The ca/pa system can be as complex or as simple as you want to make it, although it is one requirement where I have found even the simplest systems can be very effective in a large organisation.

Mark G.
  Post Number #62  
Old 20th November 2000, 10:33 AM
Marc's Avatar

Total Posts: 26,672
Yin Yang

See the following related thread:
  Post Number #63  
Old 22nd August 2001, 09:58 AM
Anton Ovsianko

Total Posts: n/a
Corrective and preventive actions

Hello, All!

One can look at the concept of continuous improvement in practice as a system of two elements: corrective actions and ppreventive actions, can't one? If so, it looks all simple.
A corrective action is meant to eliminate the reason for a non-conformity, which has already occured. It naturally results in an improvement.
A preventive action is a little more sophisticated matter - it is meant to eliminate the reason of a potential non-conformity. The crux of the matter lies in the concept of POTENTIAL non-conformity. What does it mean? Obviously it is a situation when one can forecast a non-conformity:
- if a bad trend remains unchanged;
- if the environment (internal orr external) changes; case no preventive actions are taken.
This above is very broad and liberal concept. It allows describing prcatically anything through this word - 'potential non-conformity'.
- The company needs more equipment (or it lacks production capacities if the tren in sales volume remains);
- The company needs to control some more parameters of a production processes, as the outbound testing shows unstable results, thoughh within the accepted allowance.
- The company needs to educate its employees better (otherwise, with time passing it loses its competitiveness against companies with better educated labor)
- et cetera.
This kind of example list can be endless and endlessly diverse.
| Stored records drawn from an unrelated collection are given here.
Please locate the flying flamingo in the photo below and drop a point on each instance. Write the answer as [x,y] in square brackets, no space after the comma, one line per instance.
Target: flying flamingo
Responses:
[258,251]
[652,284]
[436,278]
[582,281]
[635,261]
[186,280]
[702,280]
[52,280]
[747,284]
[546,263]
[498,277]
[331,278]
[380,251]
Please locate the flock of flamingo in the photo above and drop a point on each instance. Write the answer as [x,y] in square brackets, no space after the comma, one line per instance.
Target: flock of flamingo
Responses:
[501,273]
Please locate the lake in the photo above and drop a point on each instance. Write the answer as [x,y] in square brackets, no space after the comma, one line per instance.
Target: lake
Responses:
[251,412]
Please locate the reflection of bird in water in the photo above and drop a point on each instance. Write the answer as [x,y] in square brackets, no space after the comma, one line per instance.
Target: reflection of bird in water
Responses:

So, potential non-conformities can be non-conformities at all - just improvement suggestions.

Isn't it meant so in the ISO 9000 standard, which contains separate paragraphs for Continuous Imporovement, Corrective Actions and Preventive Actions?
Can someone give me an example of an improvement, which is not a preventive action aimed at eliminating a reason for potential non-conformity?

  Post Number #64  
Old 22nd August 2001, 10:17 AM
Al Dyer

Total Posts: n/a
Your question is somewhat of a conundrum, why would someone try to prevent something unless there was a potential downside?

I think you have answered your own question, not just for quality systems, but for life in general.

Why do I cut the grass every week? Because if I don't, it will grow long and make it more difficult to mow the next time.

Yes, this is a very simplistic example but I think it fits.

Good Post!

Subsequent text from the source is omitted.